Municipal debt load – the quiet election issue

  • Council   Friday, May 13, 2022   Matthew Harris

Depending on your point of view, municipal borrowing is both a necessary evil and a high-wire balancing act that you’re a bad choice away from seeing end … well, badly.

Cities use their borrowing for any number of reasons – financing roads, sewers and other infrastructure. How they choose to use this tool can have impacts down the road, given how the debt is managed.

Livio Di Matteo is a professor of economics at Lakehead University and a senior fellow for the Frasier Institute, for which he has published works on the subject of municipal debt. A 2016 article by Di Matteo talked about where you live and how debt load can affect you. Generally speaking, the public will not likely notice what their municipality’s debt load is until it starts eating into operating expenses.

“Municipalities in Ontario generally have a positive overall net asset balance because along with any debt they also have substantial reserves,” Di Matteo said. “Indeed, most municipalities in Ontario have positive variances on their municipal budget (surpluses), and these are generally allocated into reserves. Municipalities can really only acquire substantial debt for capital projects if the province signs off.”

Stratford and Area Chamber of Commerce general manager Eddie Matthews is hopeful that no cuts to programs would be coming to can affect the day-to-day life of local residents.

“You would have to look at what is important to balance things like necessary infrastructure projects while keeping taxes at a reasonable level, which was a difficult task for council,” he said. “I think it’s a balance of maintaining Stratford’s debt, paying it off while still doing much-needed infrastructure work.”

At the current time, Stratford is carrying approximately $80.6 million in debt. Di Matteo said the comfort level in carrying an amount like that would depend on what the city’s reserves were and what its net position is.

“Most cities have assets that exceed their liabilities, which allows them to maintain a good credit rating and fund capital projects at the lowest possible rate,” he said. “Even with reserves, given the low interest rate environment, many cities find it more financially advantageous to borrow and spread payments out over 20, 30 years rather than pay up front and completely deplete reserves.”

Matthews looks at Stratford’s tax increase for 2022 – an increase of 7.6 per cent – and believes there is reason for concern if taken out of context.

“I do believe that looking at that one number all by itself doesn’t tell the entire story,” he said. “Is the debt being serviced, and hopefully there is little waste. I don’t know a great deal about the behind-the-scenes in municipal politics but I don’t think cities are not allowed to run deficits – they can borrow to spend on infrastructure and other projects. So with that, I do look at the long-term projects and ask, ‘are they really in the best interest for the residents of Stratford?’. At the same time, it’s a difficult pill to swallow, seeing our tax rate.”

Spending borrowed money on the needs – the sewers, roads, bridges and the like – is money spend wisely in Di Matteo’s eyes.
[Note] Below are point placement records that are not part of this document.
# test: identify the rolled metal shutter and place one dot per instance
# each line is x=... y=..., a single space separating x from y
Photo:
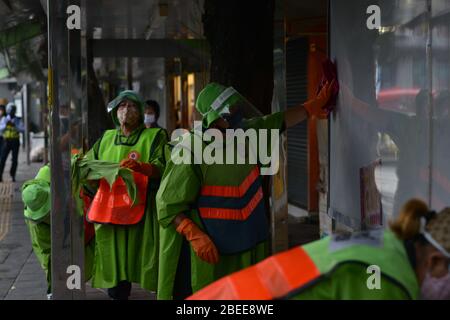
x=296 y=92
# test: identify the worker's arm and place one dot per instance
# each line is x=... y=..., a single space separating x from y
x=311 y=108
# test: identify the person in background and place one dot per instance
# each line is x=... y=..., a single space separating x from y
x=2 y=115
x=11 y=127
x=151 y=114
x=36 y=197
x=411 y=260
x=213 y=217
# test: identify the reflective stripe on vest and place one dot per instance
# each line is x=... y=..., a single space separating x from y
x=272 y=278
x=235 y=216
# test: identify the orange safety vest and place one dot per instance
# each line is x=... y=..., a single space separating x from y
x=114 y=206
x=287 y=274
x=272 y=278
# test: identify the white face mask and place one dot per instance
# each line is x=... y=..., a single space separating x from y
x=149 y=118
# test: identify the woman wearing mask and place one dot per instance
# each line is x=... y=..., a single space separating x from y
x=409 y=261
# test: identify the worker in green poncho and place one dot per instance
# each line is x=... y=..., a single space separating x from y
x=127 y=234
x=37 y=200
x=212 y=213
x=409 y=261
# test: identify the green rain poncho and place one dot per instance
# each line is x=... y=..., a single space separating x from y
x=178 y=193
x=129 y=253
x=40 y=234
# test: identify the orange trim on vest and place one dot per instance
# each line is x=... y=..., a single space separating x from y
x=114 y=205
x=272 y=278
x=232 y=214
x=229 y=191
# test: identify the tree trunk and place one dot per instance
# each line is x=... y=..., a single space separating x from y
x=240 y=34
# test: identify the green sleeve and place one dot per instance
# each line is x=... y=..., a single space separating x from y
x=271 y=121
x=349 y=282
x=178 y=191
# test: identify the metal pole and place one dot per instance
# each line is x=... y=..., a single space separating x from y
x=279 y=205
x=429 y=60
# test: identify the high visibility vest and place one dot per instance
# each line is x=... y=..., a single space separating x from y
x=231 y=206
x=288 y=273
x=114 y=205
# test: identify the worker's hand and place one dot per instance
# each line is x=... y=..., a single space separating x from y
x=314 y=107
x=202 y=244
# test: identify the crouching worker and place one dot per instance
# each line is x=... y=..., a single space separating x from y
x=37 y=200
x=212 y=213
x=410 y=261
x=127 y=235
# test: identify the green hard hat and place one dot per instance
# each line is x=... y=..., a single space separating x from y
x=36 y=197
x=213 y=100
x=124 y=95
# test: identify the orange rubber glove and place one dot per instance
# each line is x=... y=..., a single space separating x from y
x=314 y=107
x=144 y=168
x=202 y=244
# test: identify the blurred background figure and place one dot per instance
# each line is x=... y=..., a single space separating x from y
x=11 y=127
x=151 y=114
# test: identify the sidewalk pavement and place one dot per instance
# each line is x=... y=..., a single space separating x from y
x=21 y=277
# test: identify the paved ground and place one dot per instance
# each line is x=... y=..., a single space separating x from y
x=21 y=277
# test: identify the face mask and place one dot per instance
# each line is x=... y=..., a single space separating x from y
x=435 y=288
x=149 y=118
x=235 y=119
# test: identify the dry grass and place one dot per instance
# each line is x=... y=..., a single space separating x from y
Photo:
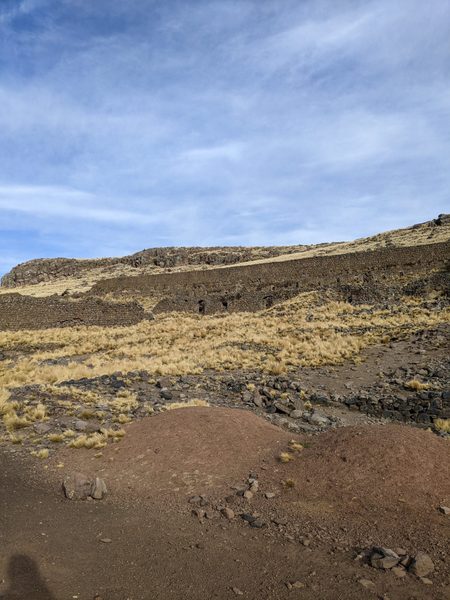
x=416 y=385
x=442 y=425
x=295 y=446
x=309 y=330
x=43 y=453
x=96 y=440
x=304 y=331
x=85 y=279
x=285 y=457
x=189 y=404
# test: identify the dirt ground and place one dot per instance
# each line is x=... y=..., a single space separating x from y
x=350 y=488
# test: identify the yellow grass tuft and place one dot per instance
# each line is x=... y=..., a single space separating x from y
x=442 y=425
x=415 y=384
x=69 y=433
x=43 y=453
x=285 y=457
x=295 y=446
x=96 y=440
x=189 y=404
x=13 y=421
x=289 y=483
x=122 y=419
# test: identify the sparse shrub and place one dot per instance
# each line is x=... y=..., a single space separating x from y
x=285 y=457
x=43 y=453
x=12 y=421
x=289 y=483
x=295 y=446
x=96 y=440
x=442 y=425
x=188 y=404
x=416 y=385
x=69 y=433
x=122 y=419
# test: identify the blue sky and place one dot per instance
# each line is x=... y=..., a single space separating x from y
x=126 y=125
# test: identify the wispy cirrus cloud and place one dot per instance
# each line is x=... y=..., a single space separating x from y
x=149 y=123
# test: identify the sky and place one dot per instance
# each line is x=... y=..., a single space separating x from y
x=145 y=123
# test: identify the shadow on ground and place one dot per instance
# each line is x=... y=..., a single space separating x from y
x=25 y=581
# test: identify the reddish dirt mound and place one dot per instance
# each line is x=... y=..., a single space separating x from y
x=183 y=451
x=367 y=485
x=377 y=465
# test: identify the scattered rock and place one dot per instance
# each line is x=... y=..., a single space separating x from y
x=295 y=585
x=366 y=583
x=296 y=414
x=194 y=500
x=248 y=517
x=257 y=524
x=257 y=400
x=98 y=490
x=384 y=558
x=422 y=565
x=199 y=513
x=77 y=486
x=42 y=428
x=228 y=513
x=254 y=486
x=399 y=571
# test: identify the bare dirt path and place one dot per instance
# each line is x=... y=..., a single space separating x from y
x=153 y=548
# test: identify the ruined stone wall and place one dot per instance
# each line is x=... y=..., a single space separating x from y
x=360 y=277
x=52 y=269
x=25 y=312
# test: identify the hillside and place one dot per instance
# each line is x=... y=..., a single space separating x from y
x=257 y=422
x=43 y=277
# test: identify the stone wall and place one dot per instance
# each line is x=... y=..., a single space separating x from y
x=52 y=269
x=25 y=312
x=358 y=277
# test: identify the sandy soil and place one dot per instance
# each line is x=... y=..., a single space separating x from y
x=352 y=488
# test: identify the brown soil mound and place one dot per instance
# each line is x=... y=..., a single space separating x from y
x=379 y=465
x=188 y=450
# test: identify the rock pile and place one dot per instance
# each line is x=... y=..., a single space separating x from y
x=400 y=562
x=79 y=487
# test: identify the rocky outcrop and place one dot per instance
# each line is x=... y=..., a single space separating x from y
x=19 y=312
x=44 y=270
x=359 y=277
x=51 y=269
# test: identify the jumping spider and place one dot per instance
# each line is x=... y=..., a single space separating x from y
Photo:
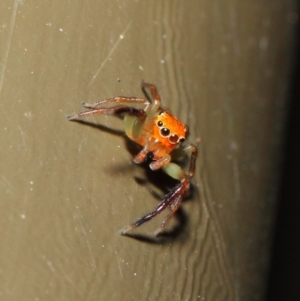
x=160 y=134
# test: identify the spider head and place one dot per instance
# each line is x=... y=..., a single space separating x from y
x=169 y=131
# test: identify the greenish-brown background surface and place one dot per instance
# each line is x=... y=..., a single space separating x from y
x=67 y=188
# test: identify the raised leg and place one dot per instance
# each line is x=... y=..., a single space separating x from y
x=155 y=96
x=116 y=100
x=119 y=109
x=173 y=199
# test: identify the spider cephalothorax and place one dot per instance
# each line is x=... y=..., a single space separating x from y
x=160 y=134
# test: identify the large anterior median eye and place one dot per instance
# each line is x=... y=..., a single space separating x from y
x=160 y=123
x=165 y=132
x=173 y=138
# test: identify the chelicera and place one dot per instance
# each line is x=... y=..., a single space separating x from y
x=160 y=134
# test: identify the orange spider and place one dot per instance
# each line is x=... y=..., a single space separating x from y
x=161 y=136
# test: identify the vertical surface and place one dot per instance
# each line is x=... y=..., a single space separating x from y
x=66 y=188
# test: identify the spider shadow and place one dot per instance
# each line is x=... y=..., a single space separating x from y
x=158 y=179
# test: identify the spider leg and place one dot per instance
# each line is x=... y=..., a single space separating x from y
x=156 y=98
x=175 y=196
x=116 y=100
x=119 y=109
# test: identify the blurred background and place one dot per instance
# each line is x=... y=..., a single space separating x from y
x=229 y=70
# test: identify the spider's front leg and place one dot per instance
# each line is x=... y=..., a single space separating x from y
x=174 y=198
x=114 y=106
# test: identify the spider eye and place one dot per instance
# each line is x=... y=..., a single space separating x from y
x=165 y=132
x=160 y=123
x=173 y=138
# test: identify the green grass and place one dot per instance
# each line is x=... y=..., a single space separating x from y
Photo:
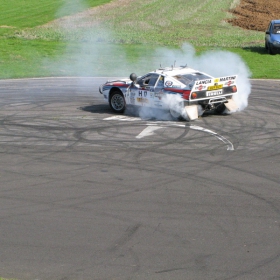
x=119 y=40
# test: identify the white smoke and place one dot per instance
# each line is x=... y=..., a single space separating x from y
x=97 y=62
x=216 y=63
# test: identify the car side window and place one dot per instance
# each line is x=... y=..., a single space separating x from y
x=276 y=28
x=148 y=80
x=160 y=83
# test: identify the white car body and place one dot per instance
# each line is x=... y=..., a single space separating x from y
x=183 y=91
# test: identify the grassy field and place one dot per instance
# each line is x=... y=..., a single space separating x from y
x=36 y=41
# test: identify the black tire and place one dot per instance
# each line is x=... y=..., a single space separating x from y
x=220 y=109
x=117 y=101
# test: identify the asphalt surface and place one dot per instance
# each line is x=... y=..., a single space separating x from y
x=87 y=194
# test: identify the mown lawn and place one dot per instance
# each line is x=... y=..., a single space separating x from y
x=117 y=40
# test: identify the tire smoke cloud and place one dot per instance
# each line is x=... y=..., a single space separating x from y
x=90 y=55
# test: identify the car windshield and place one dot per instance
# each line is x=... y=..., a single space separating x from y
x=276 y=28
x=186 y=79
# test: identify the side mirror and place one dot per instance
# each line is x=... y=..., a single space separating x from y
x=133 y=77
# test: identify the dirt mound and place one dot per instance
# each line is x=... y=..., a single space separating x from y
x=255 y=14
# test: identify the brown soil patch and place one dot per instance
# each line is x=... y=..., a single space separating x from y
x=255 y=14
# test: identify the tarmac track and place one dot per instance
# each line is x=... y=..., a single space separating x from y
x=86 y=194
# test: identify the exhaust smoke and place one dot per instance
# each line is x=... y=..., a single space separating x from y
x=97 y=61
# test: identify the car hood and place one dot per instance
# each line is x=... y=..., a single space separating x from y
x=275 y=37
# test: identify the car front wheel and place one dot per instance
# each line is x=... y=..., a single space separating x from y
x=117 y=102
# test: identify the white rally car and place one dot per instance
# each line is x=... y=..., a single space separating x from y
x=185 y=92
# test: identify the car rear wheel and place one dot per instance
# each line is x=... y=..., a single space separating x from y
x=117 y=102
x=269 y=48
x=220 y=109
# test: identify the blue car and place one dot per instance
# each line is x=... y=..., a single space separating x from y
x=272 y=37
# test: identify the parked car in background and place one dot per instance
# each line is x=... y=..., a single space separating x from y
x=180 y=90
x=272 y=37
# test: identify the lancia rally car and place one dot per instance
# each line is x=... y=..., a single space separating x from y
x=185 y=92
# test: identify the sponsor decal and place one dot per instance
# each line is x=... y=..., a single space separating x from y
x=168 y=83
x=229 y=83
x=200 y=87
x=214 y=93
x=159 y=95
x=142 y=100
x=203 y=82
x=229 y=78
x=215 y=87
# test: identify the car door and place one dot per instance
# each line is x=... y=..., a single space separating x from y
x=267 y=35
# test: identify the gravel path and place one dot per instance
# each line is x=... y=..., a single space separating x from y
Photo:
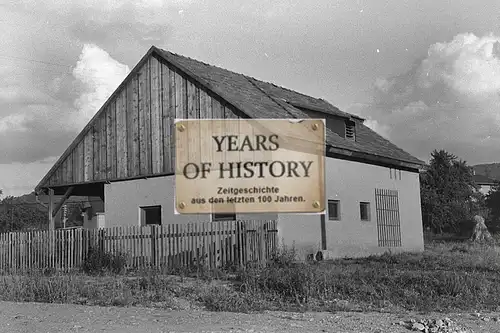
x=38 y=317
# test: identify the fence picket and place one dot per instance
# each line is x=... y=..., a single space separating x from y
x=208 y=244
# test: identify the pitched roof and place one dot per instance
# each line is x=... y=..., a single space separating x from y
x=482 y=180
x=260 y=99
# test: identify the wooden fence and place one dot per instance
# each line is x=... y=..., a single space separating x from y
x=210 y=244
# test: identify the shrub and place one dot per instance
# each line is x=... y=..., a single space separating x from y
x=99 y=261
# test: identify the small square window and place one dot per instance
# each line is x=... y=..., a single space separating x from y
x=224 y=217
x=333 y=210
x=350 y=130
x=364 y=211
x=150 y=215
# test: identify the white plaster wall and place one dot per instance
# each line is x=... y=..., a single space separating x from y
x=124 y=199
x=349 y=182
x=352 y=182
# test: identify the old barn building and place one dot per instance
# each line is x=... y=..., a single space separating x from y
x=125 y=156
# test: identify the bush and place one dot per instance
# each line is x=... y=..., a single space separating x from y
x=99 y=262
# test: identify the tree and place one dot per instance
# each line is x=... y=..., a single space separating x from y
x=493 y=204
x=448 y=193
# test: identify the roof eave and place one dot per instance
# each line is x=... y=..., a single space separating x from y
x=41 y=185
x=374 y=158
Red flags come up for him when other types of projects hit the books.

“Recreational projects such as arenas or entertainment complexes tend to have lower returns than more traditional basic infrastructure and also can sometimes saddle you with additional operating costs,” he said.

With that in mind and an election on the not-too-distant horizon, Matthews said it will be interesting to see how this particular issue plays out in both the campaigning and the result of the voting.

“It will be up to the new mayor and council to decide how they want to handle the city’s debt load management, and it will be interesting to see what they want to start with,” he said. “Also, if there was some relief from the federal and provincial government that would be very helpful to the future councils and how they spend our tax dollars.”

This is the third part of the Stratford Times’ ‘Need To Know’ story series – a collection of stories defining and detailing issues, giving voters in Stratford a basis to form or refine their opinions ahead of the 2022 provincial and municipal elections. These stories are a-political in the sense that they do not endorse any particular candidate(s). They have been written only to help provide you the necessary data to come to an informed opinion.